Although a bachelor all his life, Ravel loved the company of children. With little Jean and Mimie Godebski, in particular, he would spend hour after hour. It was to them that he dedicated his sequence of five pieces enfantines collectively titled Ma mere l'Oye (Mother Goose), and properly so, since it had been for the personal pleasure the he conceived this most enchanting of all fairytale works of art. It was first composed for piano 4-hands and was written at the wonderful summer retreat, La Grangette (the Little Barn), where his personal friends and parents of little Jean and Mimie, Cyprien and Ida Godebski, would spend their summers.

It was the celebrated publisher, Jacques Durand, who, as a guest at La Grangette one summer, happened to arrive while Ravel was busily occupied with his playmates. It was at that moment that the two young children were dispatched to the piano for a performance of some fanciful programmatic music that Ravel had whipped up for them the day before. It was all in good fun, but Durand was impressed enough with the little display that he approached Ravel and encouraged him to create something more serious. That very afternoon Ravel sat down and began to rework his little pieces.

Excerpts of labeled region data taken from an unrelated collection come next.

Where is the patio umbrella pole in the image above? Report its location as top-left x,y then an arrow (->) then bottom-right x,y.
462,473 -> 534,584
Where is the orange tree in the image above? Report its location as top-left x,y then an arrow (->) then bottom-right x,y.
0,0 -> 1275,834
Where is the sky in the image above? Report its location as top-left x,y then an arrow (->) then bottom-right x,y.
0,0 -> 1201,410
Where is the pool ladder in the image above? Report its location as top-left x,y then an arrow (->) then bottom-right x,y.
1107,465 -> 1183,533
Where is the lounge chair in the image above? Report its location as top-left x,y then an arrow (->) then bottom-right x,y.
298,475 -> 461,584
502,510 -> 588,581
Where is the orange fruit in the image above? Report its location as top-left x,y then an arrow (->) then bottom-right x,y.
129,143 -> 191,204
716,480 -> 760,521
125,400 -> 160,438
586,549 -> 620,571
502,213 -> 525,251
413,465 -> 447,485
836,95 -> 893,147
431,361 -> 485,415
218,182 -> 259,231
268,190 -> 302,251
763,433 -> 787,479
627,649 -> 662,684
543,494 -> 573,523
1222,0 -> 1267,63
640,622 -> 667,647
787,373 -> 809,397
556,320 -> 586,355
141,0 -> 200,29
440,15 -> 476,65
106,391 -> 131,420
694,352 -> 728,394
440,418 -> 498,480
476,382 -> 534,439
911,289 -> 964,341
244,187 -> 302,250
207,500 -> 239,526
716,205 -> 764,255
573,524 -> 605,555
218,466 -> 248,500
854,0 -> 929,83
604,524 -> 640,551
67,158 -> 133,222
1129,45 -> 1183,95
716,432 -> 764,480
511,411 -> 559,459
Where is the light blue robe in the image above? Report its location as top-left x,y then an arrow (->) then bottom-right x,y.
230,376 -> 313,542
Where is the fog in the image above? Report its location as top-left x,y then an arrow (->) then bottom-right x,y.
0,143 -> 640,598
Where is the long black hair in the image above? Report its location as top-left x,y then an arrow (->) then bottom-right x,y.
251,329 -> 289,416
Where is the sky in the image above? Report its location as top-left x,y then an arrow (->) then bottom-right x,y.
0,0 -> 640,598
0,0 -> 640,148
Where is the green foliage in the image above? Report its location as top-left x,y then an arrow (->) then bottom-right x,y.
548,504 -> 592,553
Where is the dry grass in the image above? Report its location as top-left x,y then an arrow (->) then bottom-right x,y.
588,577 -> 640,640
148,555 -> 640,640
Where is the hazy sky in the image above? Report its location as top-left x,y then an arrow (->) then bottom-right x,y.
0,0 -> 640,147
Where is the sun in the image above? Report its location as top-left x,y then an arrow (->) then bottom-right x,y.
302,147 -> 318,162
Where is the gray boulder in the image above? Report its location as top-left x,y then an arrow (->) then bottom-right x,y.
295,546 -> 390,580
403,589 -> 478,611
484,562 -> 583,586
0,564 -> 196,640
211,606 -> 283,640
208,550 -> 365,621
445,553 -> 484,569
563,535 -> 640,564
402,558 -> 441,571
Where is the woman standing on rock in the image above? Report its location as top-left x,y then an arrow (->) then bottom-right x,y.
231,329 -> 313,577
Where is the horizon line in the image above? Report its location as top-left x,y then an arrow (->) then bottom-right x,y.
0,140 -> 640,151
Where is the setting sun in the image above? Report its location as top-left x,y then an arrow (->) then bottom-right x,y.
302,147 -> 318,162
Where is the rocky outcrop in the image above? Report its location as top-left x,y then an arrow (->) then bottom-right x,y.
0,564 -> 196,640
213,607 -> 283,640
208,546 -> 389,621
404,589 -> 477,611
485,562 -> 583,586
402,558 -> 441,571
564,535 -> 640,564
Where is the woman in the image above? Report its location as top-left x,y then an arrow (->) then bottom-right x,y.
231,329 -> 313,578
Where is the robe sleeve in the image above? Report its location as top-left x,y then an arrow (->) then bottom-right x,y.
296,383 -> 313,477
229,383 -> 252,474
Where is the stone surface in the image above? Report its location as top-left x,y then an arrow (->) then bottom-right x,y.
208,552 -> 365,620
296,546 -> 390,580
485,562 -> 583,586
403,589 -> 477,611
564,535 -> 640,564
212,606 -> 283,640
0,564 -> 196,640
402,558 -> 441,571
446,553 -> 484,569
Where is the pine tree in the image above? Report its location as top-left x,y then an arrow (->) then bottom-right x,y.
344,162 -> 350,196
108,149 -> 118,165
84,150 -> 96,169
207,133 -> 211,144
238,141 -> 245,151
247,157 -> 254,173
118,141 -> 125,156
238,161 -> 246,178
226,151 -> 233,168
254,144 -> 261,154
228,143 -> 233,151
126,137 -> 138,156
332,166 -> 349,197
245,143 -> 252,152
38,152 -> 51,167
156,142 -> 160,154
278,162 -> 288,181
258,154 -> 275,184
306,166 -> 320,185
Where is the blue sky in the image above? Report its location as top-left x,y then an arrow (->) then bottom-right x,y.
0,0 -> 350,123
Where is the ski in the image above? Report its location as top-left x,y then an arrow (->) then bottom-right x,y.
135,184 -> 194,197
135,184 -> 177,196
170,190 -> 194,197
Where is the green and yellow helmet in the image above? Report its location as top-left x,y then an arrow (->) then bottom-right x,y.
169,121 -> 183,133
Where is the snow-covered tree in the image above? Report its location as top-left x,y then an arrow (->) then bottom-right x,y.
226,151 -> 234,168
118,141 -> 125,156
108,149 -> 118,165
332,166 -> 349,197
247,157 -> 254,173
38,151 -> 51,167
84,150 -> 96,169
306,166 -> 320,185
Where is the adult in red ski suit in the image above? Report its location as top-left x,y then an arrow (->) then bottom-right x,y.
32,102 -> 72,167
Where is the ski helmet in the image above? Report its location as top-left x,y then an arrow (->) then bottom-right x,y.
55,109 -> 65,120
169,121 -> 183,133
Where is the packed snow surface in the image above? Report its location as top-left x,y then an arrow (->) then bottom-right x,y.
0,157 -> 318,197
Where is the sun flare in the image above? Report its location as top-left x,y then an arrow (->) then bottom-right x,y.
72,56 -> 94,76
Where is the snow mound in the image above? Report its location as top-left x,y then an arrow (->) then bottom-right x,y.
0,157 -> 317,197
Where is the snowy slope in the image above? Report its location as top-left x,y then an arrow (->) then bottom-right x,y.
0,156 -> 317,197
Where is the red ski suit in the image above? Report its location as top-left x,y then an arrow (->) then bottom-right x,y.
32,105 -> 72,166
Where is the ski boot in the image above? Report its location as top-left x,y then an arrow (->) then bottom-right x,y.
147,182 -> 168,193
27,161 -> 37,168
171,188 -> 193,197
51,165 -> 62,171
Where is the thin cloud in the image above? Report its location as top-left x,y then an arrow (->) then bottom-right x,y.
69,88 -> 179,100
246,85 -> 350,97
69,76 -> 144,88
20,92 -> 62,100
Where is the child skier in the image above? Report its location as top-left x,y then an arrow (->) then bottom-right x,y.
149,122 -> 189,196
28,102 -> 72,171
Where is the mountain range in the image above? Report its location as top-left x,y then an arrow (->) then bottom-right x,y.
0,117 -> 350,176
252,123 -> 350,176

As the music took shape, it occurred to Ravel that the Godebski children might be persuaded to play their little pieces on the occasion of the first public performance of the new work. When the children were first approached they were terrified and did all they could to beg, plead and in many cases cry to not play in public. But Ravel persisted and in the end demanded that they play. But to no avail the children simply refused. Pursuant to Ravel's belief that Ma Mere l'Oye should first be performed by children, since it was written for children, the work was introduced at the Salle Gaveau, Paris, on April 20th, 1910, with Jeanne Leleu (age 6) and Geneviève Drony (aged 10).

It was later in the summer of 1911, at the urging of choreographer Jeanne Hugard, that Ravel conceived of a ballet of the same title. To this end he transcribed his 4-hand score and augmented it with a Prelude, a Danse du rouet, and various interludes. The ballet was premiered on January 28th, 1912 at the Theatre des Arts.